The bulk of Raybourn's argument is that CLER had asked Raybourn to walk Paradise, by herself, from the CLER corral to the Woodson Hills stable, which was "much farther" than she had ever walked a horse before and exceeded her experience because she had never walked a horse by herself before. Raybourn elaborates that moving Paradise to the Woodson Hills stable was a "chang[e] in the horse's routine" that "would increase the risk that Raybourn was injured." While all of this might be relevant if Raybourn had been injured while she was walking Paradise to the Woodson Hills stable by herself, that did not, in fact, occur. When she was injured, Raybourn had walked Paradise out of the CLER corral, which she had done before. This case is analogous to Martin v. City of Washington, 848 S.W.2d 487, 493 (Mo. banc 1993), where our Supreme Court held, "Although the parties' briefs concentrate on the existence and the extent of the [defendant's] duty to [the plaintiff], this case actually turns on the element of causation.
The simplest test for proximate cause is whether the facts show that the injury would not have occurred in the absence of the negligent act."

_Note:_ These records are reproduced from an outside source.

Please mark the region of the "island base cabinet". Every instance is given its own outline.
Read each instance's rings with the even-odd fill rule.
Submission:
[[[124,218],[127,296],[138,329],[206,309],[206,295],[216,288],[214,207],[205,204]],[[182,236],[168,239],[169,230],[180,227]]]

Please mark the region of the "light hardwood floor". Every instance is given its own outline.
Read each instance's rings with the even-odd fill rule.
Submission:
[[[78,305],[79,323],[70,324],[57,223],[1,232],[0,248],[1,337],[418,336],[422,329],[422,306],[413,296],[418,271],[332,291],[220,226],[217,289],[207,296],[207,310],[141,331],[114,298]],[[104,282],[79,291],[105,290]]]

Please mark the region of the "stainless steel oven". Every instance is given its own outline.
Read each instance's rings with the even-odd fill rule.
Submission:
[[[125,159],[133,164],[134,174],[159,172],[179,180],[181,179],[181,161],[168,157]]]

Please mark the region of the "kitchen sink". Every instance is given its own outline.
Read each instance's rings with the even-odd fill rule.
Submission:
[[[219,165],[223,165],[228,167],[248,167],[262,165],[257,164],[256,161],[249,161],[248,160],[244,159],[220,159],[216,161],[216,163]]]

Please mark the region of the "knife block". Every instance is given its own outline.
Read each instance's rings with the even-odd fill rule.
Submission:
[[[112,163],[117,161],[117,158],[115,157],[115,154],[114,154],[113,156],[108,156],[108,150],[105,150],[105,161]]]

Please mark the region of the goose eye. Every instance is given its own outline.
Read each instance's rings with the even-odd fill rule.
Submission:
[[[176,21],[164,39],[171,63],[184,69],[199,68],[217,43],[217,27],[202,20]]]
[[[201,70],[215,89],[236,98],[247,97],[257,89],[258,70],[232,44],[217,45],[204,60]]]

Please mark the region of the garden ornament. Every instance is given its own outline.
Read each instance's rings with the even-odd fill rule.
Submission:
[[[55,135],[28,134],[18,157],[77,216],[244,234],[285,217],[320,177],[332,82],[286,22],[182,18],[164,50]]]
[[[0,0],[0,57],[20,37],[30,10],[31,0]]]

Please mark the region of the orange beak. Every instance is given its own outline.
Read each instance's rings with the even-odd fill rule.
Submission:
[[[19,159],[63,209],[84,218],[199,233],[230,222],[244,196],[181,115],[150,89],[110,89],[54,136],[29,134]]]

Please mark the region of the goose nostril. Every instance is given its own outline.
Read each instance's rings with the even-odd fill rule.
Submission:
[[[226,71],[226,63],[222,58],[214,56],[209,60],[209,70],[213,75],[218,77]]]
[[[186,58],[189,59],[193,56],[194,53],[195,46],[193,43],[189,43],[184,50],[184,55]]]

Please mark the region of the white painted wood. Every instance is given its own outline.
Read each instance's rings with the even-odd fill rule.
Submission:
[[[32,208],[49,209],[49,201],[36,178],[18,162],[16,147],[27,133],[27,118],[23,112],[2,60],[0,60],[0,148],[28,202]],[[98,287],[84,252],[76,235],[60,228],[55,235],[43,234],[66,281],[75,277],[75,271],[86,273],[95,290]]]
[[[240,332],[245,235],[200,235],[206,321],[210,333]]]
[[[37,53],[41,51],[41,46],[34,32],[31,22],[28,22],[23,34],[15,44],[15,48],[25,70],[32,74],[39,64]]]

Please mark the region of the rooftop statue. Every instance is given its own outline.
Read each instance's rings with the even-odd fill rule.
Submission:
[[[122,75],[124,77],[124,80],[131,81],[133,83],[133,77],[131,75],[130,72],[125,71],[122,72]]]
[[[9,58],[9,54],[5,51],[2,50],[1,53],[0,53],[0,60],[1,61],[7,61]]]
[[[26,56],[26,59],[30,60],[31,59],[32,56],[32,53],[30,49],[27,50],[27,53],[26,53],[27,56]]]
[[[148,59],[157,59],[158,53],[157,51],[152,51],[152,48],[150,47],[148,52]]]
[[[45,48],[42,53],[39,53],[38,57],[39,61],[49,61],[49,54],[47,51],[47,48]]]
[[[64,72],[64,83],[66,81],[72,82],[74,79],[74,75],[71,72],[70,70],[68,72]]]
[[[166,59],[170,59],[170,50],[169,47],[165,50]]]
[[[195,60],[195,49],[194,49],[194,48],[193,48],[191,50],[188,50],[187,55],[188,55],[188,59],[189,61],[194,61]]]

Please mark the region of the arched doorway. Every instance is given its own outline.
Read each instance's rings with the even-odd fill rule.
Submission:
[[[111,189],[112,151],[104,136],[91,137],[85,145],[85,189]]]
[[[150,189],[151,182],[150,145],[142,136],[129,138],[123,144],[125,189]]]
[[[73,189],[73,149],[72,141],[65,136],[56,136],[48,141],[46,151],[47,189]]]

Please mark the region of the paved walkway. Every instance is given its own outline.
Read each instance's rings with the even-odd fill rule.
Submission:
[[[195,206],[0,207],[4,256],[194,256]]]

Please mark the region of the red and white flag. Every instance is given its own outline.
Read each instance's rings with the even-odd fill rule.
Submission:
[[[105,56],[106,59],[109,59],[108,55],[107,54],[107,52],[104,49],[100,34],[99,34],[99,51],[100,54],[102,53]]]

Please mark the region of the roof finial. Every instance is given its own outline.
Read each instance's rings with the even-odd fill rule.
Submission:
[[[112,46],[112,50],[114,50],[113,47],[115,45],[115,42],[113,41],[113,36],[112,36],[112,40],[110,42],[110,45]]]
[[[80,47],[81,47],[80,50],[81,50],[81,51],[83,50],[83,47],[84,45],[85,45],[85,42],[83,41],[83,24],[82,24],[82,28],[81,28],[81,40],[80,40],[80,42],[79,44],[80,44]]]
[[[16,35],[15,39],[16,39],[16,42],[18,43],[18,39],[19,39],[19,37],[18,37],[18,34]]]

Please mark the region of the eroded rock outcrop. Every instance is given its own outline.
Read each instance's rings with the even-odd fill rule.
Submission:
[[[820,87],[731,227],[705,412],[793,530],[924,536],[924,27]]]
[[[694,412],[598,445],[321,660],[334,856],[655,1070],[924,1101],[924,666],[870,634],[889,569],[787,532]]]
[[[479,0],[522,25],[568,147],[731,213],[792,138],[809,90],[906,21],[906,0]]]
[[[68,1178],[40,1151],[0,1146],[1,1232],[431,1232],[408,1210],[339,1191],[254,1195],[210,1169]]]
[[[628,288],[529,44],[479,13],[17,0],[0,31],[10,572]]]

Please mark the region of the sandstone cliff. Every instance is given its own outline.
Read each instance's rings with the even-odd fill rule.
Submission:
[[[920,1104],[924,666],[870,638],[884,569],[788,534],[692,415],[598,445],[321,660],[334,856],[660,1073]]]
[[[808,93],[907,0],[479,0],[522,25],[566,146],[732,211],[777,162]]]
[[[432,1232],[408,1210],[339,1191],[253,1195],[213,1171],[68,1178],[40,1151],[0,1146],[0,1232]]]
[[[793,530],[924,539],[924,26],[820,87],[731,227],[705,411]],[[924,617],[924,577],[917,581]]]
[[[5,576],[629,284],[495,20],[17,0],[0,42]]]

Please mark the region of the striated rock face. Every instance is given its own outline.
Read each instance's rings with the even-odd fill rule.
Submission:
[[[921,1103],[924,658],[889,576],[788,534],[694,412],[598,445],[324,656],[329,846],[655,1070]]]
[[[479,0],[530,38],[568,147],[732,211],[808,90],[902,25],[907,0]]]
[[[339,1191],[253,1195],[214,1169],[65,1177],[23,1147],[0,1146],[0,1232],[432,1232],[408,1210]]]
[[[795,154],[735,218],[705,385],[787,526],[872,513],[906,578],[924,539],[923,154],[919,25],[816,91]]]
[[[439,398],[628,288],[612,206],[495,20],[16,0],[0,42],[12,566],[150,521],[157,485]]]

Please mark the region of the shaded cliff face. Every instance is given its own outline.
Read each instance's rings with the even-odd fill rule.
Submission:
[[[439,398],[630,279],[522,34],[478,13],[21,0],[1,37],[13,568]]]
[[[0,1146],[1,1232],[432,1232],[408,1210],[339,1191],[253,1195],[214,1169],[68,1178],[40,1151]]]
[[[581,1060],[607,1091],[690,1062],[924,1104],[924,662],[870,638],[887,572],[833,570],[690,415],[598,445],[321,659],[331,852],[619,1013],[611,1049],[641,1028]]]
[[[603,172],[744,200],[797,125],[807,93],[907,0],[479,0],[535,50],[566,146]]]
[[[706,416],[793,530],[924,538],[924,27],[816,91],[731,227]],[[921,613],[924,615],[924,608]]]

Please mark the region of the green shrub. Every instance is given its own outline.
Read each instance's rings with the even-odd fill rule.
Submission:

When Raybourn was injured, Paradise's routine had not yet been changed; Raybourn had just removed him from the CLER corral, which she had done before. Although Raybourn had been asked to walk Paradise to the Woodson Hills stable, she had not begun that walk when she asked the other volunteer to take over. She was not alone with the horse at the time of the accident. Raybourn was accompanied by another, more experienced volunteer. And when Raybourn notified the other volunteer that she was not comfortable walking Paradise to the Woodson Hills stable, the other volunteer took the reins from her. None of the actions that Raybourn alleges increased her risk of injury had occurred at the time of the accident. She was doing the very activities she acknowledged on the waiver form that she signed were the "equine activities" that she would be performing as a volunteer and that she had been performing since she had begun volunteering. She points to no evidence that either defendant did anything to increase her risk of injury beyond the inherent risks of the volunteer equine activity that she had previously been performing and was covered by the ELA. Accordingly, the ELA shields both defendants from liability for Raybourn's unfortunate injuries.
Conclusion
For all of the above-stated reasons, we affirm the motion court's grant of summary judgment as to both defendants.